Last week, U.N. Ambassador Susan Rice met with some of her top detractors in the Senate — including Republican Sens. John McCain, Lindsey Graham, Kelly Ayotte, and Bob Corker — and apparently failed to win their confidence that she would be an effective secretary of state.
But New York Times columnist David Brooks said Rice’s meeting with Republican Sen. Susan Collins might have been most damning.
“We don’t really know what happened in those meetings,” Brooks said on Friday’s broadcast of “NewsHour” on PBS. “The crucial one was with the moderate Republican Susan Collins of Maine, who is a very careful, very thoughtful and very moderate in temperament and in philosophy. And she had a 75-minute meeting with Susan Rice and came out sounding more doubtful than before. So I don’t know what happened in that meeting. I think the essence of this thing — and I’m guessing from the body language — is the politics. People think she’s too political, too partisan.”
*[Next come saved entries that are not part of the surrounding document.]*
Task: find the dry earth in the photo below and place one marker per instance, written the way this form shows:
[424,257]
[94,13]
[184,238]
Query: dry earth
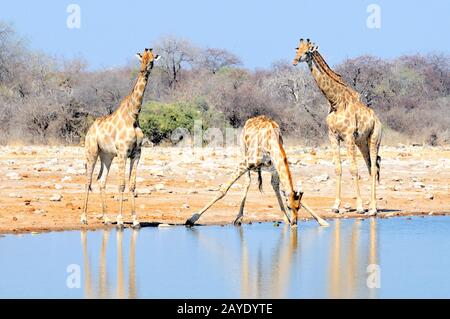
[42,188]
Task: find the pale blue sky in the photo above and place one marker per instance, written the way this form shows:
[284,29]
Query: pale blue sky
[260,32]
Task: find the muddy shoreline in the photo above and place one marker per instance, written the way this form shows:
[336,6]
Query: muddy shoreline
[42,187]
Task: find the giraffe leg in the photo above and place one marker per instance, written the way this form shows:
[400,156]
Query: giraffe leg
[351,155]
[132,185]
[275,181]
[106,161]
[122,160]
[242,169]
[90,164]
[374,147]
[335,145]
[238,219]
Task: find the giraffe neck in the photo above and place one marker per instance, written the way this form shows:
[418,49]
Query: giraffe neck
[133,107]
[330,83]
[282,166]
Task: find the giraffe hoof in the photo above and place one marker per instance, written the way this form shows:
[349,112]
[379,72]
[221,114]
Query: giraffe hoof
[238,222]
[136,224]
[371,212]
[191,221]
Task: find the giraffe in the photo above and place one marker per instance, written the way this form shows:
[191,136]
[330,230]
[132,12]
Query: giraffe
[262,146]
[118,135]
[349,121]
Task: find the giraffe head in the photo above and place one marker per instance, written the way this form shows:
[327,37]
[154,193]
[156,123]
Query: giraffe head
[147,58]
[294,200]
[304,51]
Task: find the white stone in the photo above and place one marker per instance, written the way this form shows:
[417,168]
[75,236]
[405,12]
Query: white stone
[419,185]
[14,176]
[321,178]
[56,198]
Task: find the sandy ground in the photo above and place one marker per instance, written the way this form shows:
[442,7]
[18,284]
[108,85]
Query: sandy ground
[42,188]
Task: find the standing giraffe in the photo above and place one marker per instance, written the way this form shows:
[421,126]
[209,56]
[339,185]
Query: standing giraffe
[349,120]
[262,146]
[118,135]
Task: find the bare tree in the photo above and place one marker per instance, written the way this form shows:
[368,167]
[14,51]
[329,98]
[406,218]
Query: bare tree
[215,59]
[175,54]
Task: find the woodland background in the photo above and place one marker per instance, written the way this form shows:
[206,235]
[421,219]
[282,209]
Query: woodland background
[48,100]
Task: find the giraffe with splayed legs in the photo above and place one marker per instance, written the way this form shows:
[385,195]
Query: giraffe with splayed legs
[118,135]
[262,147]
[349,121]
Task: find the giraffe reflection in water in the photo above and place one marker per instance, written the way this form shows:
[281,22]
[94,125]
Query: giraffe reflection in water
[257,261]
[102,288]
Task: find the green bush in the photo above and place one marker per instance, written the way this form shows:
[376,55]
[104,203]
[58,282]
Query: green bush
[159,120]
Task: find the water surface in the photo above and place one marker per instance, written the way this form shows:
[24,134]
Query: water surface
[411,258]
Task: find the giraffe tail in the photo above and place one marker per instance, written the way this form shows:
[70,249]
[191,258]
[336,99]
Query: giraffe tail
[378,167]
[100,172]
[260,180]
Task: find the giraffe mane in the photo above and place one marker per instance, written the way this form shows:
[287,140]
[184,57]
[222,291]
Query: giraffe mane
[332,74]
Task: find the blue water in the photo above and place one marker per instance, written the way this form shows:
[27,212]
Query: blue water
[411,258]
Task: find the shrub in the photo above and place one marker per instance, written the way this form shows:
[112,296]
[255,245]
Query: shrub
[159,120]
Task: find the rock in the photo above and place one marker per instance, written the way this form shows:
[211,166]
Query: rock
[39,211]
[56,198]
[145,191]
[117,197]
[14,176]
[71,171]
[158,173]
[321,178]
[419,185]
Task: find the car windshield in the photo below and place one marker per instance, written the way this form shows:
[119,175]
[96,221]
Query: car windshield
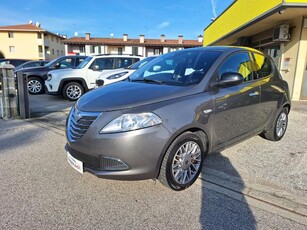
[139,64]
[182,68]
[84,63]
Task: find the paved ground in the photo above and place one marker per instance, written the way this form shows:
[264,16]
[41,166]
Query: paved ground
[254,185]
[39,190]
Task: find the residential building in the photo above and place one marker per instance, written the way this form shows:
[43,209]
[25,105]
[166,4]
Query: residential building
[141,46]
[30,41]
[276,27]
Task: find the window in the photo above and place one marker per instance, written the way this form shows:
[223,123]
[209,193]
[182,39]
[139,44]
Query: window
[81,49]
[104,63]
[12,49]
[66,63]
[92,49]
[238,63]
[135,50]
[124,62]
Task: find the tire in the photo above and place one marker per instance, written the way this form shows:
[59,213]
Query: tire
[278,130]
[35,86]
[73,91]
[179,170]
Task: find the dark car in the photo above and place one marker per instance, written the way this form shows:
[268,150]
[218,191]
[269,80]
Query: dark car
[172,112]
[13,61]
[31,64]
[37,75]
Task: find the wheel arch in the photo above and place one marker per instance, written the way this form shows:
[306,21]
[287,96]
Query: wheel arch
[191,129]
[64,82]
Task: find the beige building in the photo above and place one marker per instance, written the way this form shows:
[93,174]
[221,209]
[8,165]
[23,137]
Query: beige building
[125,45]
[276,27]
[30,41]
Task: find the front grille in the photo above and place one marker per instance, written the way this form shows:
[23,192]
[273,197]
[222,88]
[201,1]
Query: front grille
[79,122]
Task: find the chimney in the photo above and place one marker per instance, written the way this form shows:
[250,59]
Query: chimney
[180,39]
[87,36]
[162,38]
[142,38]
[125,37]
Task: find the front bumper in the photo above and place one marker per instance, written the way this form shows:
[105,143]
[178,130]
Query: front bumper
[140,150]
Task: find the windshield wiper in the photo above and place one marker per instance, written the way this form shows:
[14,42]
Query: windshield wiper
[148,81]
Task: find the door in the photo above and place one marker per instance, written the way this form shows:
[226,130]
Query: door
[235,107]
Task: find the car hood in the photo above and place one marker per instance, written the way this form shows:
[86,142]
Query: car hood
[33,69]
[64,71]
[124,95]
[112,72]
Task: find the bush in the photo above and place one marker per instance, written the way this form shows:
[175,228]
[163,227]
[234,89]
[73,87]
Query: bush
[1,54]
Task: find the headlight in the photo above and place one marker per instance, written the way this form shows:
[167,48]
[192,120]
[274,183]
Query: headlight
[128,122]
[49,77]
[118,75]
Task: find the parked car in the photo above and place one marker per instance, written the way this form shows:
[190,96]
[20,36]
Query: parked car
[75,82]
[37,75]
[174,111]
[31,64]
[15,62]
[121,74]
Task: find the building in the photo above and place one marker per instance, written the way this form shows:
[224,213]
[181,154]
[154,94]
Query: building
[141,46]
[30,41]
[276,27]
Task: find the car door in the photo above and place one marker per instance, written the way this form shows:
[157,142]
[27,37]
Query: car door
[236,107]
[271,87]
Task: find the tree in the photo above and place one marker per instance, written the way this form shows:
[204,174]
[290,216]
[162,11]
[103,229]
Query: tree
[1,54]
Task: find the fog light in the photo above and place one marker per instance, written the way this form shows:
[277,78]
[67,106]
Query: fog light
[112,164]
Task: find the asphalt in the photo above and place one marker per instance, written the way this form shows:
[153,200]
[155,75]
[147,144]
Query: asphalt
[256,184]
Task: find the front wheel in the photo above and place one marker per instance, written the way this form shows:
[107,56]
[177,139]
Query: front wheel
[73,91]
[278,130]
[183,160]
[35,85]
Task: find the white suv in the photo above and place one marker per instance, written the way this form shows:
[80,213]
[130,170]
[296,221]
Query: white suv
[72,83]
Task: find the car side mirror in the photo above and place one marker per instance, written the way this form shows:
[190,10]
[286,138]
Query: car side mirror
[229,79]
[57,65]
[95,67]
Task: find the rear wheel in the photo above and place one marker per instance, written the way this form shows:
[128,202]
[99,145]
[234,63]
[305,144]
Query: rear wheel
[73,91]
[183,160]
[35,85]
[276,132]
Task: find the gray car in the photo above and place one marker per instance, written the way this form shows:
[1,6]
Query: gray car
[164,120]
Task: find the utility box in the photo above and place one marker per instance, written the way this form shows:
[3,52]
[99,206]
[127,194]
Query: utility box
[9,95]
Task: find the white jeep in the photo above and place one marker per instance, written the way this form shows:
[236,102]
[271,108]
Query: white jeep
[72,83]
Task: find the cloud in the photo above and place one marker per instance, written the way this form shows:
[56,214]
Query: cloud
[163,25]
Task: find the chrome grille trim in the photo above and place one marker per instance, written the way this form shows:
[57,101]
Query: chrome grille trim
[79,122]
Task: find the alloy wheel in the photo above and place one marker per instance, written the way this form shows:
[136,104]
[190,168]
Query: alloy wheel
[186,162]
[34,86]
[73,92]
[281,125]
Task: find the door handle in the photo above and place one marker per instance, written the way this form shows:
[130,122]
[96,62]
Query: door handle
[256,93]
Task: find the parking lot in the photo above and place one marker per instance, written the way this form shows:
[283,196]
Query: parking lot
[256,184]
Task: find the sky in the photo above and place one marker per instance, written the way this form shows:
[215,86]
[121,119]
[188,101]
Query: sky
[113,18]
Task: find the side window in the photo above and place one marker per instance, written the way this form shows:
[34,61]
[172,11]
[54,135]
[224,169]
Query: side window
[104,63]
[238,63]
[79,60]
[263,66]
[66,63]
[122,62]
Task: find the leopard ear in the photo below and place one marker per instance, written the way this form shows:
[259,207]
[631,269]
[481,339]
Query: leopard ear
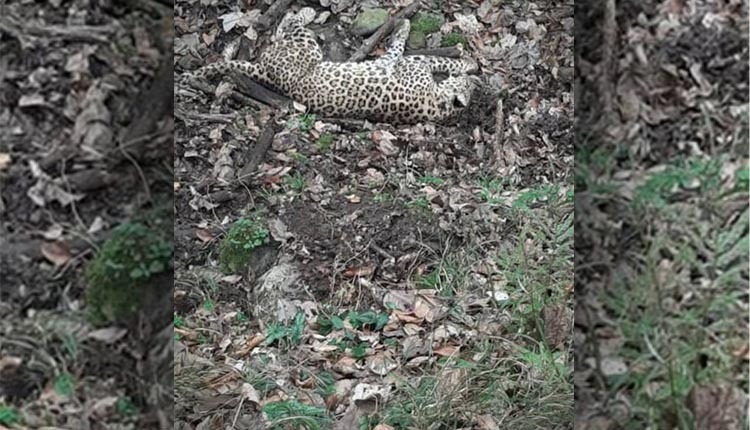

Brooks said that as secretary of state, Rice would have to be an effective negotiator — a skill she did not demonstrate with Collins.
“The job of the secretary of state is to go into a room with somebody, have a meeting and get somewhere. And if she couldn’t get somewhere with Susan Collins, then that is a little bit of a problem.”
Brooks’ co-panelist on “NewsHour,” Creators Syndicate columnist Mark Shields, said Rice should have met with politicians who are more supportive of her handling of the Sept. 11, 2012 Benghazi attack.
“What struck me was the administration has really handled this badly,” Shields said. “I mean, you don’t send her up to the Hill to meet with people unless you’re going have some friendly meetings too. You are going to have some positive people come out and say — Claire McCaskill, I don’t care, Amy Klobuchar — say how wonderful she is.”
“Where are the endorsers of her? I haven’t heard from Madeleine Albright. I haven’t heard from Hillary Clinton. She is just kind of out there by herself, which may be a message in itself.”